I'm open to anything, let that be known
I used to worry about my appearance so much, but I know see my actions will speak louder than my beauty
I am a lover, deep down, I crave it, I've let love absolutely destroy me, I've banked on it, I've thought about it, I've needed it, I've had it, I've lost it, let it go, destroyed it
And I've waited for it
Now, these relationships have a hazy linen over them, I can retrieve them with pictures and heavy introspection, but some part of me doesn't enjoy going back
How do I move forward each day with the thoughts of yesterday with me
And how do I do so without the thoughts of yesterday
I try not to be greedy, I try to give, I try to do what is right, and if I do what is wrong, I learn.
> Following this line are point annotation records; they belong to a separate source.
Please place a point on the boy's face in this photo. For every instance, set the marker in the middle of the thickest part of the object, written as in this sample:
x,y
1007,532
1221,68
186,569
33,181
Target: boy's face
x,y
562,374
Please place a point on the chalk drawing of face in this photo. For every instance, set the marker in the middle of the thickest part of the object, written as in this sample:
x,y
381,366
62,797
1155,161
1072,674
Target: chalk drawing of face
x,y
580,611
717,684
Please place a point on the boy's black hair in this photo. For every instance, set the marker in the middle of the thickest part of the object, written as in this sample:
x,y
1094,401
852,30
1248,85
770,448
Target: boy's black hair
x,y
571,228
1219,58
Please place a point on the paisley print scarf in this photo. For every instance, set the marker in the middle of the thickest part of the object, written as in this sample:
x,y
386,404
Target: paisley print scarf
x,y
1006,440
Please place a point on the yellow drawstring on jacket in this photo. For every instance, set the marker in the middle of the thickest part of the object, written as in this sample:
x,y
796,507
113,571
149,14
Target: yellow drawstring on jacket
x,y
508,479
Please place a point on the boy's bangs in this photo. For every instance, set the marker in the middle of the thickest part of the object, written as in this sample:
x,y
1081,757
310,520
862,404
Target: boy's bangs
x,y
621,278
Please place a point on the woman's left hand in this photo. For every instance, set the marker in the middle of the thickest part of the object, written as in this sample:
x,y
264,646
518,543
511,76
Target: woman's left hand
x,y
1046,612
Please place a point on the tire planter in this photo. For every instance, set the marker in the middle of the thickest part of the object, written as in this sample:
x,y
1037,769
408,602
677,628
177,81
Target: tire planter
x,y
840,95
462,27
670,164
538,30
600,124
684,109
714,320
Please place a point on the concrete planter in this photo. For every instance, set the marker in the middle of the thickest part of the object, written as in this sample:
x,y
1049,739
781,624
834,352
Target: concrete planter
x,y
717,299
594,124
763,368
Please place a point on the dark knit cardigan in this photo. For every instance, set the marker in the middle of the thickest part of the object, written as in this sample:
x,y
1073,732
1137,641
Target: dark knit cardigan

There aren't many mistakes I can make with my existence, I'm curious every day
I love someone around me every day
Romantically, I wish I was allowed to be close to those I want
But for now staying home is what is recommended, what's best
I miss going out, I miss getting tipsy at bars, I miss my skinny girl friends, I miss my best friends Angell and Grace, I miss driving to my dietitian and having two hours alone in my car every week...every other week
I miss seeing my therapist and my favorite teachers, I miss having reasons to create, I miss nannying, my job, and art museums in the city
I miss visiting E+an and his house in the city, I miss not being isolated
And the moon, she reminds me that all of those things aren't so far from me, because somehow she is, and yet she is right outside my bedroom window.
She is covered by clouds, and the dark midnight sky, but she is there, and she speaks a perspective I desperately seek, and I am grateful. And I do not live in fear.